With an increase of other things to do it’s easy to knock exercise to the bottom of the list but that shouldn’t be the case. If you can get into your usual routine, fantastic! Exercise helps you manage stress, feel better (thank you endorphins), and sleep easier—all things that are pretty important right now. If not, try modifying your work out. Maybe find a HIIT routine so that you spend less time but still get a good work out, find time to stretch between activities or tasks, take the stairs if you can, or even park further away from the store to get some extra steps in (it might even save you time getting in and out of the lot). And, bonus points for getting sun exposure while doing any of this. You’ll soak up some vitamin D and help keep your circadian rhythm regulated.

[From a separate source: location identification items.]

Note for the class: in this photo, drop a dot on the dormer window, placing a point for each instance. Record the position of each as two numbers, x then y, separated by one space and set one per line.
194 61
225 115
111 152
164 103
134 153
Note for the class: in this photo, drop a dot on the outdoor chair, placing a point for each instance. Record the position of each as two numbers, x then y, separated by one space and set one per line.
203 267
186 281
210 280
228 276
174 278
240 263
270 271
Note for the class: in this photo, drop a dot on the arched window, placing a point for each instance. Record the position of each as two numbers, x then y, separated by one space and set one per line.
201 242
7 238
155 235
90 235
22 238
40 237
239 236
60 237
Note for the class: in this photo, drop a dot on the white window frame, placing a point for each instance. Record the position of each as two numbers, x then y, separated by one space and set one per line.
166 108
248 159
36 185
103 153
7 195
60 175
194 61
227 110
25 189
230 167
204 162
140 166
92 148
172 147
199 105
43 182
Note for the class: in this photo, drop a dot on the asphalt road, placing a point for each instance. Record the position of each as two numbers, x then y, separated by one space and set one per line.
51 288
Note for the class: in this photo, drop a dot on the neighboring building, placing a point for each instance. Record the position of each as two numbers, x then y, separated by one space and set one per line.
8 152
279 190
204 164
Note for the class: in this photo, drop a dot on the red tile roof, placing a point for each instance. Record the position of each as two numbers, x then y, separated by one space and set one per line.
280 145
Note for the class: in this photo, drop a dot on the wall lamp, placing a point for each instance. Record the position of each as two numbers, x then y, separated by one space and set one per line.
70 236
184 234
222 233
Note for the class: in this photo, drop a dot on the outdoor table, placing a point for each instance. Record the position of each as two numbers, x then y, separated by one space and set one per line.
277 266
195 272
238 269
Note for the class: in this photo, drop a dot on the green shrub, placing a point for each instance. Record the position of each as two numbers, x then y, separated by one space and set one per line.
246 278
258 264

Keep your regular sleep schedule

Do your best to stick to your normal sleep schedule. Going to bed and waking at the same time will help you get the rest you need to tackle your busy days. As mentioned before, sleep is important for managing stress but it also keeps you alert, balances your hormones (like the stress one, cortisol, and the one that makes you hungry, ghrelin) and mood, and helps your memory. You don’t want to have fun things planned but then be too tired to enjoy them or snap at anyone during a holiday party. If you need to, schedule a nap in your day to help with your alertness but remember: keep it to 20-30 minutes and try not to have it after 3 pm.

Stick to your nighttime routine—or create one!

If you don’t have one yet this is a great time to start. At least an hour before bed, it’s time to put all your blue-light emitting devices away and get ready for sleep. Your routine can include a variety of things but the point is to do it consistently so your brain recognizes that now is the time to mellow out. Reading, a hot bath, listening to relaxing music, drawing, or journaling are some options you can try out. Anything that helps calm you down and doesn’t require bright lights. Whatever your takeaways from this are, the important thing to remember is to have fun and enjoy your holiday season. Get some sleep, take care of yourself, and don’t be a grinch!  

 

We wish you the happiest of holidays!